Getting E. coli to take up plasmid DNA when we want them to is a by-the-numbers process and a great argument for only doing genetic modification in microorganisms until we develop delivery mechanisms that don’t kill so many of our intended targets. In short you’re hoping to compromise the integrity of the cell wall and membrane enough to let the plasmid sneak in, but not enough to kill the bacteria entirely.
1. Heat Shock Transformation
In order to use the heat shock transformation protocol, we must make our cells “Chemically-competent”. If you’re lucky enough to have access to a -80°C freezer then you will only need to do this protocol once and can store a huge quantity of cells for future projects. Storage at -20°C will dramatically decrease your transformation efficiency.
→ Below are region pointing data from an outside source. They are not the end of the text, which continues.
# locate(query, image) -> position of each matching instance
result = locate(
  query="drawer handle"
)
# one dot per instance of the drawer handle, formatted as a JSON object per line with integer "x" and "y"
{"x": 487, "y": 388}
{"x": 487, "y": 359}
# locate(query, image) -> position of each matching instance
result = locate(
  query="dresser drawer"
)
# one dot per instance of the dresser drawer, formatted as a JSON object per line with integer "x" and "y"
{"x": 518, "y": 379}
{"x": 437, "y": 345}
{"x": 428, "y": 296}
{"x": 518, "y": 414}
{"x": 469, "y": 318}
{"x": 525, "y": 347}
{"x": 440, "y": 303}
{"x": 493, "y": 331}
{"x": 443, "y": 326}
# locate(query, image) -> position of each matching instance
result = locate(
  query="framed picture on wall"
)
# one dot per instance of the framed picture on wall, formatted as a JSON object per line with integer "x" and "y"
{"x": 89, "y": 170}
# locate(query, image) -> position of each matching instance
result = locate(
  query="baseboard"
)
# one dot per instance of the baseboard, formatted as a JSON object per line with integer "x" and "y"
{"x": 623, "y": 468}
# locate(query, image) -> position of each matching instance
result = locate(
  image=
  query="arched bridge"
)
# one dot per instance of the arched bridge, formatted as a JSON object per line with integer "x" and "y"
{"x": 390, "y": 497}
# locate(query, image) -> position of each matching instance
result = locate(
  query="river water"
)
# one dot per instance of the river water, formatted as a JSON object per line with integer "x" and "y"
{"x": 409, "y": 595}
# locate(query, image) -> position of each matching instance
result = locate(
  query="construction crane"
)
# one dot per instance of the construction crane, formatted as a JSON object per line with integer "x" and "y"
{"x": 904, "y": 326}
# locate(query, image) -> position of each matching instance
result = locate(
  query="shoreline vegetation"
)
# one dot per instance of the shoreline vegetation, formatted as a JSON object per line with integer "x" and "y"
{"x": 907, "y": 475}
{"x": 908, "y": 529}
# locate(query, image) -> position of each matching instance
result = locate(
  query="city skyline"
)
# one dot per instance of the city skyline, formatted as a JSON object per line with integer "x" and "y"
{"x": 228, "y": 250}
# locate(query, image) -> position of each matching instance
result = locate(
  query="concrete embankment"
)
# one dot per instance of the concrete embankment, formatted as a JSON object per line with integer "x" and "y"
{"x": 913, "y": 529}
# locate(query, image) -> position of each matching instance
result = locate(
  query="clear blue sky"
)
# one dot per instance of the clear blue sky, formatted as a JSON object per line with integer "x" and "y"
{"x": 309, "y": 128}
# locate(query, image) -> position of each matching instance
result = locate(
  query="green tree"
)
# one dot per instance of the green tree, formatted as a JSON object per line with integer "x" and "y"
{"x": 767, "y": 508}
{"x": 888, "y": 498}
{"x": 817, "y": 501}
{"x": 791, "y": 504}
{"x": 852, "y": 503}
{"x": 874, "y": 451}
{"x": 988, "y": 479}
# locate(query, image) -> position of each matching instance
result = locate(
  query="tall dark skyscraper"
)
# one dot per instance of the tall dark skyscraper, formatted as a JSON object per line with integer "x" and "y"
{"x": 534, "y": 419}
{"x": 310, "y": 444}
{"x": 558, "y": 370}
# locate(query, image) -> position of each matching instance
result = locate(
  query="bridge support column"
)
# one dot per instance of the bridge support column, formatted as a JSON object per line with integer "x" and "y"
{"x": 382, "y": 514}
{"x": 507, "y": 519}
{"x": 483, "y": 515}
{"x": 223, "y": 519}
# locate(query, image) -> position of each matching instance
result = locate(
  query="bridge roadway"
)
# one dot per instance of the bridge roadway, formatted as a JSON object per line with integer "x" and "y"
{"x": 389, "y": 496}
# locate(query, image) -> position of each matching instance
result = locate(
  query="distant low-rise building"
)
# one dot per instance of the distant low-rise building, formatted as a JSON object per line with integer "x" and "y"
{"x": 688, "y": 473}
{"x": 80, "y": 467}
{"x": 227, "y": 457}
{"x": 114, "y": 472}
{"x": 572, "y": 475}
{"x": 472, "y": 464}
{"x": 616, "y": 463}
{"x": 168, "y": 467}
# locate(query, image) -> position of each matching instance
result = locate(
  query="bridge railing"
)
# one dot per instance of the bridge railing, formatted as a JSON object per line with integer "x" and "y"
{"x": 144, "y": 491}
Protocol: Preparation of chemically competent E.coli cells (rubidium chloride)
This protocol gives excellent transformation efficiency, but RuCl is extremely expensive. As such we tend to use the next protocol.
Protocol: Preparation of chemically competent E.coli cells (calcium chloride)
Protocol: Heat Shock Transformation of chemically-competent E. Coli
Electroporation is a technique that can help you get good transformation efficiency in a wider variety of strains than Heat shock, but requires a dedicated piece of machinery known as an “Electroporator”.
These protocols are a direct transcript from the Coleman Lab protocols. We are yet to try them ourselves so that we can add in tips to reduce reagent costs or replace the electroporator with a DIY alternative. As always, a huge thank you to Nick and his team at USYD for supporting our lab.
Protocol: Preparation of electrocompetent cells of Pseudomonas or E. coli
Protocol: Electroporation of electrocompetent cells of Pseudomonas or E. coli
I just had to include this here, I haven’t tried it yet – but maybe the idea appeals to you? I’ve always wanted to fire my DNA into my bacteria at extremely high velocity using what is effectively a pneumatic cannon. It’s on the to do list I promise.